Features


Creating C++-Like "Objects" In C

Christopher Skelly


Christopher Skelly is chief executive officer and co-founder of Insight Resource Inc. Insight provides C, Advanced C and C++ training. Insight Resource also produces the popular KO-PILOT line of help and training help products, which Brit Hume called "the best add-ins ever written." Mr. Skelly can be reached at 914-631-5032.

With all the talk about objects these days, one might expect the Standard C definition of "object" to be somewhat more glamorous than a region of storage. Yet that is precisely how Standard C and the emerging C++ standard define object in its most fundamental sense, as a region of storage. Not even in terms of memory or disk storage, mind you, just plain storage.

If an object is just a region of storage, with no particular characteristics whatsoever, what then should we call the instances of C++ classes or other object-oriented systems? I would say that if "overloading" refers to using the same word or operator for different things, then the word "object" has certainly been overloaded. For some, an object is an elegant thing, combining persistence, concurrency, multiple inheritance and a host of rarified attributes. Anything less is less than an object. Others, however, will be satisfied with the qualities of abstraction and data hiding.

Some say C is already oriented towards objects with its struct feature. Add a few headers, they suggest, and C is practically as object-oriented as C++. Others point out that an object must have both data and functions, difficult to do with C structs.

No doubt, the overloaded term "object" will continue to be used frequently to describe class instances. In the perennial search to escape from the demon of "fuzzy-thinking," I will use the term "class-object" to identify a typical C++ class instance.

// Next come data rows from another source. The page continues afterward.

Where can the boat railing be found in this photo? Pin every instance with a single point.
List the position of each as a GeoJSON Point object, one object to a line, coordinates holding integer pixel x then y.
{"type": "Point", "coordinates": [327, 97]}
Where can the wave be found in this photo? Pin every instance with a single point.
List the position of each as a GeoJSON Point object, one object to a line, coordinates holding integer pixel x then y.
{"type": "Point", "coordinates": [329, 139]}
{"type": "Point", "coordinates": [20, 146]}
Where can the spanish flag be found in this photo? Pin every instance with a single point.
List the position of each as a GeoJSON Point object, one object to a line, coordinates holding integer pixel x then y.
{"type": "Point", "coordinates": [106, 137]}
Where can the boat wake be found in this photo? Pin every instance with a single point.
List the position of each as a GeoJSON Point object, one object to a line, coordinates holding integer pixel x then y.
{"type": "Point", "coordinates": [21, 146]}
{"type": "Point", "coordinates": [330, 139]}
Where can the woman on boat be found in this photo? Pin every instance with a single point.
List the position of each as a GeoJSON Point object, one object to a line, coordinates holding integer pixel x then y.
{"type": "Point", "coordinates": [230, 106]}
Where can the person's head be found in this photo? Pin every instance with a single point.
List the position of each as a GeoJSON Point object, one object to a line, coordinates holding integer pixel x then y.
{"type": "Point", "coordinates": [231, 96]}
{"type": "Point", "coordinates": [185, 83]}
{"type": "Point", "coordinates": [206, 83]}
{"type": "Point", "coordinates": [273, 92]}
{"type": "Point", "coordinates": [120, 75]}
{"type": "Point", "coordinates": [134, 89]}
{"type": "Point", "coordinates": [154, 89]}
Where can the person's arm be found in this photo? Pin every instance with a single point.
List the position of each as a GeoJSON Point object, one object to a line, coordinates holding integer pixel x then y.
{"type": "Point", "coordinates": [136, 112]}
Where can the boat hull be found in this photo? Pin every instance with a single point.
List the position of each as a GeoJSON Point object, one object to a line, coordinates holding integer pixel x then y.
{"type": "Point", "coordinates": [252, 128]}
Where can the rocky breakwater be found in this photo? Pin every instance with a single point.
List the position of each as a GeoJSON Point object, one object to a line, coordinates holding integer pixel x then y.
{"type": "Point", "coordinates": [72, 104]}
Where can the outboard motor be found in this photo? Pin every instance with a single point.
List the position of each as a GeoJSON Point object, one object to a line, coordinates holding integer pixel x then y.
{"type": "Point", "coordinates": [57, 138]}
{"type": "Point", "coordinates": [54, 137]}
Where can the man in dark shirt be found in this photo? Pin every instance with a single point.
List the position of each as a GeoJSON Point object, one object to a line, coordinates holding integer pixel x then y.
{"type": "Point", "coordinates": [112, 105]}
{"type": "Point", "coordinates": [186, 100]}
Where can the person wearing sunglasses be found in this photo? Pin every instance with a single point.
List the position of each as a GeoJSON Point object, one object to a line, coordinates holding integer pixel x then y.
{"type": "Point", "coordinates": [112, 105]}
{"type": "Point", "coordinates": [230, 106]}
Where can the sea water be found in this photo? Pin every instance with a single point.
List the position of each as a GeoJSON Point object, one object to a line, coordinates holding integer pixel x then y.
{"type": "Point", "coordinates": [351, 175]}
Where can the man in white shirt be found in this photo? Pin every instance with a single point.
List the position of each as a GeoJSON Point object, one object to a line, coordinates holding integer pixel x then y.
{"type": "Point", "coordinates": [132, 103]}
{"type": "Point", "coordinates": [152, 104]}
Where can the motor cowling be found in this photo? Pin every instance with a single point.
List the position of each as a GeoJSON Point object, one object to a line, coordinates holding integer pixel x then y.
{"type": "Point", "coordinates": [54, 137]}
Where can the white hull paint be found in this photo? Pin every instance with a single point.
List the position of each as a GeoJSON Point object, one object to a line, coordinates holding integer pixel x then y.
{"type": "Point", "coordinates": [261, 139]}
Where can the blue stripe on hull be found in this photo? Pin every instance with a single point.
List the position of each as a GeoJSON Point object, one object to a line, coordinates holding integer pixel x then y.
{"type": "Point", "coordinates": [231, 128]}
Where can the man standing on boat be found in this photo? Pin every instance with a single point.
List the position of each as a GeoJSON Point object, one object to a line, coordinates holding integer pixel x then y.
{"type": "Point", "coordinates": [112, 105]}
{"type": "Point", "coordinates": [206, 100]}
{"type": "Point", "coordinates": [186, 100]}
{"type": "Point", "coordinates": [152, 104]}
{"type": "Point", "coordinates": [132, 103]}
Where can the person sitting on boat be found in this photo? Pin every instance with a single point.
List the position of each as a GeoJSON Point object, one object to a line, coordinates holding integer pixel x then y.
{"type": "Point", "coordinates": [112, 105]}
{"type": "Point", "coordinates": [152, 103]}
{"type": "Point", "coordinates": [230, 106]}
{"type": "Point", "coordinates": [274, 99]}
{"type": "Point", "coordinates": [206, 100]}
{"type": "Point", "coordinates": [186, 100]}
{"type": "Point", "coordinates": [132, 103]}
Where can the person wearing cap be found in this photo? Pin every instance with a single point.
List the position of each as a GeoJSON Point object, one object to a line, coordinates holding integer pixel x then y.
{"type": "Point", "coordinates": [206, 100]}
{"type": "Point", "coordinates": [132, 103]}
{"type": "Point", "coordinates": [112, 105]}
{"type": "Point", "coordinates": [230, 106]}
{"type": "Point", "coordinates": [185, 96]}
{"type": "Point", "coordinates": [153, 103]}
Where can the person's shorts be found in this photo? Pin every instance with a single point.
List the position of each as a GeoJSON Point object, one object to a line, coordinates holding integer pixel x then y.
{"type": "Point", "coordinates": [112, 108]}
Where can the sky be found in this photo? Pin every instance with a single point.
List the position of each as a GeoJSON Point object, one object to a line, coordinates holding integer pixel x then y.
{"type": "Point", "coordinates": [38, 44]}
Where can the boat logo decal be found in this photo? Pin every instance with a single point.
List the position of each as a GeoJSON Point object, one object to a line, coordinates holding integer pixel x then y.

Class objects in C++ offer C programmers a valuable set of added resources, the two most basic of which are member functions and data hiding. All of the more spectacular features of C++, such as inheritance and polymorphism, depend on the underlying interface of member functions and hidden private data. The fundamental resource provided by C++ class objects is the ability to perform a general action, and yet have that action affect only the private data of one particular class object.

The C programmer can create member functions and hidden data as well. This article explores how to add member functions and private data into a simple C struct, and in so doing, illustrate some of the workings of a C++ pre-compiler. The C++ cfront pre-compiler translates all of C++ into corresponding C. You'll see that cfront must do a great deal more than simple preprocessing to generate the C code for C++ objects.

Adding class object features to simpler C objects is a challenging endeavor. How do you link up functions to structs, and have the functions act only on the particular information included in the specific linked-up structure? That's how C++ member functions behave. Pressing the question, how can you have private data members in C structs? Unlike C++, C has no keyword private. Data in a C struct has the same scope as the struct itself. On the surface, there appears to be no way to "hide" data inside a C struct. Yet C's resources are in fact powerful enough to support both member functions and hidden data in structs.

Creating Member Functions

Developing member functions in C must be done in two parts. First, you must associate functions with a struct type. Then you must make these functions operate only on the particular "object" or struct to which they are attached.

We'll use a simple CIRCLE type, with four members to which I'll add member functions and hidden data. The techniques illustrated here can be applied to any type of data holding struct.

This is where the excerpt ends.